Inference Methods
PyTau provides multiple inference methods for fitting changepoint models to neural data. This page covers the available inference approaches, their trade-offs, and usage examples.
Overview
PyTau supports three main inference approaches:
- Variational Inference (ADVI): Fast approximate inference
- MCMC Sampling: High-quality posterior samples
- Model Selection: Automatic determination of optimal state numbers
Variational Inference (ADVI)
Automatic Differentiation Variational Inference (ADVI) provides fast approximate inference by optimizing a variational distribution to approximate the posterior.
Advantages
- Speed: Much faster than MCMC, especially for large datasets
- Scalability: Handles high-dimensional models efficiently
- Convergence monitoring: Built-in convergence diagnostics
Disadvantages
- Approximation: May not capture complex posterior structure
- Local optima: Can get stuck in local minima
- Underestimated uncertainty: Tends to underestimate posterior variance
Usage
from pytau.changepoint_model import advi_fit
# Fit model using ADVI
model, approx = advi_fit(
model,
fit=10000, # Number of optimization iterations
samples=5000, # Number of samples to draw from approximation
convergence_tol=0.01 # Convergence tolerance
)
# Draw samples from the approximation
trace = approx.sample(draws=5000)
Parameters
- fit: Number of ADVI iterations (default: 10000)
- More iterations = better approximation but slower
-
Monitor ELBO to check convergence
-
samples: Number of samples to draw (default: 5000)
- More samples = better posterior estimates
-
Typically 1000-10000 is sufficient
-
convergence_tol: Relative change in ELBO for convergence (default: 0.01)

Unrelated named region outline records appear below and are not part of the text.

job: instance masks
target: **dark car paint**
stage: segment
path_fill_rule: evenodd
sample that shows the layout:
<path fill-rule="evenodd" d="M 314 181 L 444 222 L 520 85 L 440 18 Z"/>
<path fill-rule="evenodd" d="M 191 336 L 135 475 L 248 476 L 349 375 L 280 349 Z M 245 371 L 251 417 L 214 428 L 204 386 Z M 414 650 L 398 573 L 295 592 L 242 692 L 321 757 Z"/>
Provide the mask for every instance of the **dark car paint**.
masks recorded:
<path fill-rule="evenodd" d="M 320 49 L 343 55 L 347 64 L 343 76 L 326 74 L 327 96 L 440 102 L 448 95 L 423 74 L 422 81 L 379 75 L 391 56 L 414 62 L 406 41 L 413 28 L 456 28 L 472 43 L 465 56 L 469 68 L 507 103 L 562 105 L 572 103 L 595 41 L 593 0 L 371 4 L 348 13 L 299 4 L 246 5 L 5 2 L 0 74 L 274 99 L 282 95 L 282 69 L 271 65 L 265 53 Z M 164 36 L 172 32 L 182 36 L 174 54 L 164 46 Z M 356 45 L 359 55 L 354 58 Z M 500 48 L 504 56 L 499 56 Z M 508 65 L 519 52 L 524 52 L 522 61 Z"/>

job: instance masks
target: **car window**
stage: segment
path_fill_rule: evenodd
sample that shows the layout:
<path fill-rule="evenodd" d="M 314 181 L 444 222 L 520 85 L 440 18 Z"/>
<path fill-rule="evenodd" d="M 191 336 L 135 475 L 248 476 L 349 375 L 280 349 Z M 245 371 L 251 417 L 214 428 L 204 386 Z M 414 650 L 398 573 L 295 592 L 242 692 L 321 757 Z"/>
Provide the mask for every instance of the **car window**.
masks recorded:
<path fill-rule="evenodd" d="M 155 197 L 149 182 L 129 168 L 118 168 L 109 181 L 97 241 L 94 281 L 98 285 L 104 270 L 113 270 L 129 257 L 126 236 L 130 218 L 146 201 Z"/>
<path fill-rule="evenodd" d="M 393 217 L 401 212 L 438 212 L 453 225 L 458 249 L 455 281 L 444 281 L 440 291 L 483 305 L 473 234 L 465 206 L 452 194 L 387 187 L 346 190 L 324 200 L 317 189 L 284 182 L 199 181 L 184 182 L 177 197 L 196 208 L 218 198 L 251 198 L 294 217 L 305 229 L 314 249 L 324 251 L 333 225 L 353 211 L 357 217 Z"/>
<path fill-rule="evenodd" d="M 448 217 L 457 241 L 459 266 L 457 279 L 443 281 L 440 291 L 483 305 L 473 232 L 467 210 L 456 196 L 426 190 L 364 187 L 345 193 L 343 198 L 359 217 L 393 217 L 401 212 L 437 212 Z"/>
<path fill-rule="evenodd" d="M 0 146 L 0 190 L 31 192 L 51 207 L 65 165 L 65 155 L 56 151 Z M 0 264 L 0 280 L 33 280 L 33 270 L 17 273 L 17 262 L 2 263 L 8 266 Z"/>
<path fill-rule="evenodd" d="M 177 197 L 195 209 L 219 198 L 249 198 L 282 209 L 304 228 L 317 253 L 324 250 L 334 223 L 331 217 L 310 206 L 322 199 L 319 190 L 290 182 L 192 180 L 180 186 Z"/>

- Smaller values = stricter convergence
- 0.001-0.01 is typical
Full-Rank ADVI
PyTau uses full-rank ADVI by default, which models correlations between parameters:
# Full-rank ADVI (default)
model, approx = advi_fit(model, fit=10000)
# The approximation captures parameter correlations
# Better approximation quality than mean-field ADVI
Monitoring Convergence
# Access ELBO history
elbo_history = approx.hist
# Plot convergence
import matplotlib.pyplot as plt
plt.plot(elbo_history)
plt.xlabel('Iteration')
plt.ylabel('ELBO')
plt.title('ADVI Convergence')
plt.show()
MCMC Sampling
Markov Chain Monte Carlo (MCMC) sampling provides high-quality posterior samples using the No-U-Turn Sampler (NUTS).
Advantages
- Accuracy: Provides exact samples from the posterior (asymptotically)
- Uncertainty quantification: Accurate uncertainty estimates
- Convergence diagnostics: Rich diagnostics (R-hat, effective sample size)
Disadvantages
- Speed: Much slower than ADVI
- Scalability: Can be challenging for very high-dimensional models
- Tuning: Requires warm-up/tuning phase
Standard MCMC
from pytau.changepoint_model import mcmc_fit
# Fit model using MCMC
model, trace, lambda_stack, tau_samples, observations = mcmc_fit(
model,
samples=1000, # Number of samples per chain
tune=500, # Number of tuning samples
chains=4, # Number of chains
cores=4 # Number of CPU cores to use
)
Parameters
- samples: Number of posterior samples per chain (default: 1000)
- More samples = better posterior estimates
-
1000-5000 is typical
-
tune: Number of tuning/warm-up samples (default: 500)
- Discarded samples used to tune sampler
-
500-2000 is typical
-
chains: Number of independent chains (default: 4)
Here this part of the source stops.